Hello,
I get an error when I run the following simple code involving nested tensors:
import torch
import torch.nn as nn
batch_size = 16
min_length = 21
max_length = 42
sizes = torch.randint(min_length, max_length, (batch_size,))
device = torch.device('cuda')
with device:
tokens1 = torch.nested.nested_tensor([torch.randint(5, (s,)) for s in sizes], layout=torch.jagged)
tokens2 = torch.nested.nested_tensor([torch.randint(7, (s,)) for s in sizes], layout=torch.jagged)
emb1 = nn.Embedding(5, 16)
emb2 = nn.Embedding(7, 32)
h1 = emb1(tokens1)
h2 = emb2(tokens2)
h = torch.cat([h1, h2], dim=-1)
assert h.shape[0] == batch_size
assert h.shape[-1] == 48
loss = h.mean()
print(loss)
loss.backward()
The error is as follows:
tensor(0.0138, grad_fn=<MeanBackwardAutogradNestedTensor0>)
Traceback (most recent call last):
File "/homes/evgeny/code/RP3Net/.scripts/test_nested_cat.py", line 25, in <module>
loss.backward()
File "/hps/software/users/chembl/evgeny/micromamba/envs/rp3/lib/python3.12/site-packages/torch/_tensor.py", line 616, in backward
return handle_torch_function(
^^^^^^^^^^^^^^^^^^^^^^
File "/hps/software/users/chembl/evgeny/micromamba/envs/rp3/lib/python3.12/site-packages/torch/overrides.py", line 1728, in handle_torch_function
result = mode.__torch_function__(public_api, types, args, kwargs)
^^^^^^^^^^^^^^^^^^^^^^^^^^^^^^^^^^^^^^^^^^^^^^^^^^^^^^^^
File "/hps/software/users/chembl/evgeny/micromamba/envs/rp3/lib/python3.12/site-packages/torch/utils/_device.py", line 103, in __torch_function__
return func(*args, **kwargs)
^^^^^^^^^^^^^^^^^^^^^
File "/hps/software/users/chembl/evgeny/micromamba/envs/rp3/lib/python3.12/site-packages/torch/_tensor.py", line 625, in backward
torch.autograd.backward(
File "/hps/software/users/chembl/evgeny/micromamba/envs/rp3/lib/python3.12/site-packages/torch/autograd/__init__.py", line 354, in backward
_engine_run_backward(
File "/hps/software/users/chembl/evgeny/micromamba/envs/rp3/lib/python3.12/site-packages/torch/autograd/graph.py", line 841, in _engine_run_backward
return Variable._execution_engine.run_backward( # Calls into the C++ engine to run the backward pass
^^^^^^^^^^^^^^^^^^^^^^^^^^^^^^^^^^^^^^^^^^^^^^^^^^^^^^^^^^^^^^^^^^^^^^^^^^^^^^^^^^^^^^^^^^^^^^
RuntimeError: Function CatBackward0 returned an invalid gradient at index 1 - got [16, j1, 32] but expected shape compatible with [16, j2, 32]

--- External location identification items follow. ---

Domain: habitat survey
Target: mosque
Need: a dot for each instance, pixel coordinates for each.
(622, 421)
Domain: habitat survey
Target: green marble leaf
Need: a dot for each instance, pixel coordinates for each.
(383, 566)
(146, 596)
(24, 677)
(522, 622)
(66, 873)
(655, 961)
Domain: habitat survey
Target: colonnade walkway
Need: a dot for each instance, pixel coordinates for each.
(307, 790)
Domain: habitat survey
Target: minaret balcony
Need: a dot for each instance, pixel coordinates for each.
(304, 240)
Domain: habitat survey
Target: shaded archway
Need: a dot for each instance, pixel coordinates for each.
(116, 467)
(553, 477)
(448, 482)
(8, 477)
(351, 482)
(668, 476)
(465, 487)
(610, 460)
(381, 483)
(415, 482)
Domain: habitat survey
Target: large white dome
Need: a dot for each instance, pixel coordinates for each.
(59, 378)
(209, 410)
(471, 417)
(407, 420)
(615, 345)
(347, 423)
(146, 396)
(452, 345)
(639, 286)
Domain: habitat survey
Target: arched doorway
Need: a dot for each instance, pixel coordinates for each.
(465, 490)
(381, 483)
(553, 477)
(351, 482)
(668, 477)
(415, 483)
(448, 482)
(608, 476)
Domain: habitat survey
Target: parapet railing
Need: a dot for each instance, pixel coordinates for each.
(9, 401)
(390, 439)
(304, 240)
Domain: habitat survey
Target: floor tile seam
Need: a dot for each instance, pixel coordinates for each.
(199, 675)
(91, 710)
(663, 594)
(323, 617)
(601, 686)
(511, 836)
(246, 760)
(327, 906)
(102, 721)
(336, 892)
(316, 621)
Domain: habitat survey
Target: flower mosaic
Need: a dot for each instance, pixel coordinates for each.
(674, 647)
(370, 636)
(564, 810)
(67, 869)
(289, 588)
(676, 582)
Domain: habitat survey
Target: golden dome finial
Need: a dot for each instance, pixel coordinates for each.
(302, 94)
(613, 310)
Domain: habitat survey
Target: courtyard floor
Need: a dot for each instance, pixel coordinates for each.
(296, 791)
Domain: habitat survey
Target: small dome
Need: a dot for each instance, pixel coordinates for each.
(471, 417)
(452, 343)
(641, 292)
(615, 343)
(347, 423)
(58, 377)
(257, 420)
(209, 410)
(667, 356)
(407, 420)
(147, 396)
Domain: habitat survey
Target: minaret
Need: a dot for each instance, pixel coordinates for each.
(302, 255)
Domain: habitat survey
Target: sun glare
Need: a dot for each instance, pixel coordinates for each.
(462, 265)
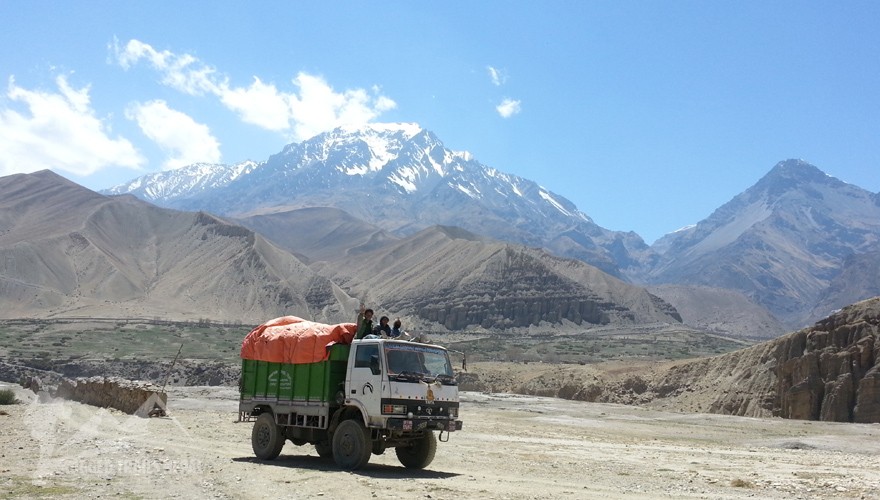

The error happens both on CPU and on CUDA. Note that this is not an unsupported operation, it just blows up. I found a similar issue on GitHub, but according to the comments it has been deprioritised. Wonder if I should raise this as an issue too? And maybe someone has already come across this and knows a workaround?